El Rey acertó al no honrar un símbolo que causa división entre los colombianos, cuya Constitución sólo reconoce la bandera, el escudo y el himno nacional
NotMid 10/08/2022
OPINIÓN
La decisión del nuevo presidente de Colombia, Gustavo Petro, de incluir -de forma repentina y sin comunicarlo previamente a los mandatarios asistentes- la espada de Simón Bolívar en el desfile ceremonial de su toma de posesión es un preocupante presagio sobre el rumbo del liderazgo que pretende ejercer sobre una nación ya suficientemente fracturada por las desigualdades sociales, la pobreza extrema, la corrupción y el retorno a la violencia. Lejos de aprovechar la ocasión para reivindicar el imprescindible espíritu de consenso que Colombia necesita para afrontar tales retos de futuro, Petro reclamó un lugar destacado para el sable de Bolívar, un elemento que no solo no forma parte de la parafernalia institucional sino que con su extemporánea presencia en la ceremonia adquirió el valor de una inquietante declaración de intenciones: la espada fue robada en 1974 por la guerrilla urbana M-19, a la que perteneció el ahora presidente, y sirvió de inspiración para sus correligionarios guerrilleros en su sangrienta lucha armada, cosechando así la categoría de símbolo contra «los explotadores del pueblo» y contra «el imperialismo español».
Hizo bien Felipe VI al no honrar un símbolo que causa profunda división entre los colombianos, cuya Constitución solo reconoce como emblemas del Estado «la bandera, el escudo y el himno nacional». El Rey, con más de 70 tomas de posesión y traspasos de poder en su haber, actuó con la prudencia de quien tiene interiorizado el carácter institucional de su presencia como representante del Estado español, obligado -por tanto- a expresarse en gestos y palabras con la más cuidada neutralidad. Su decisión de permanecer sentado ante el sable de Simón Bolívar evidencia su profundo conocimiento de la Historia de los distintos procesos de descolonización de los países de América Latina, con sus luces y sus sombras. Su actitud ejemplifica la prevalencia de la institucionalidad del acto frente al espectáculo populista y segregador pretendido por Petro y devenido, en cierta medida, en un homenaje a la guerrilla en la que militó.

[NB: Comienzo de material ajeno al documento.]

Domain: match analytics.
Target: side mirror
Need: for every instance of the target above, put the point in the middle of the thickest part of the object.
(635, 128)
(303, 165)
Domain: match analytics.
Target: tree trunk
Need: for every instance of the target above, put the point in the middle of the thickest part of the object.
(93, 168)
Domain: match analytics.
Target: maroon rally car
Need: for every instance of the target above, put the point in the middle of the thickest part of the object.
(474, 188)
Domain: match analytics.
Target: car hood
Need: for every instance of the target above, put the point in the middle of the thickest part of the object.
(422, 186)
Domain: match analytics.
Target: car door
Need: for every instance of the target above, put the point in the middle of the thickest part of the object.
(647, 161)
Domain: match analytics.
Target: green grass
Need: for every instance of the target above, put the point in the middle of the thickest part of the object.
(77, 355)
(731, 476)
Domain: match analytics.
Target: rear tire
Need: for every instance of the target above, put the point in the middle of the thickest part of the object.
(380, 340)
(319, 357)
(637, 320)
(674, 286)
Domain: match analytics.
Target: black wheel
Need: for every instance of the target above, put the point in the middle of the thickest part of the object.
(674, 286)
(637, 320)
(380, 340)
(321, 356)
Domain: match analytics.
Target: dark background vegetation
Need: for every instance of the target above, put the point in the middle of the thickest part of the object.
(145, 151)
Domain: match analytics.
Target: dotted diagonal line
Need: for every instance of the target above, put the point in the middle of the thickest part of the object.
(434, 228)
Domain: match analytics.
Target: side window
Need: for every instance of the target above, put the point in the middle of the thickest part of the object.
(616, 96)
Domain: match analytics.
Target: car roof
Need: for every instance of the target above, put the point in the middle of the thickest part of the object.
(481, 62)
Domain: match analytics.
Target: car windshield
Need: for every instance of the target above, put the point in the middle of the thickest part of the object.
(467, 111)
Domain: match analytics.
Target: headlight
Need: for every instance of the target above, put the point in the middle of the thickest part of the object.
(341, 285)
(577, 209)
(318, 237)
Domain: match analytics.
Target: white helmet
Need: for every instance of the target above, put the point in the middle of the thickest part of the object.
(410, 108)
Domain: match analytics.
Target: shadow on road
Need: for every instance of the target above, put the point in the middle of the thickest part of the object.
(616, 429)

Tras este innecesario episodio, corresponde ahora al nuevo presidente colombiano despejar con hechos las dudas sobre la verdadera orientación de su Gobierno, sobre el que sobrevuela la incertidumbre de si prevalecerá el carácter socialdemócrata que garantice el respeto a la consolidada institucionalidad del país, o si se deslizará por la peligrosa vertiente de las dictaduras del eje bolivariano que asolan el desarrollo democrático y la prosperidad económica del subcontinente. Lo que está en juego es el futuro mismo de la democracia en Colombia.
En nuestro país, Podemos ha dado muestras, una vez más, de deslealtad política al Gobierno del que forma parte, apuntalándose como los catalizadores de un inconsistente revisionismo histórico y del rechazo al Jefe del Estado en Latinoamérica. Nada nuevo.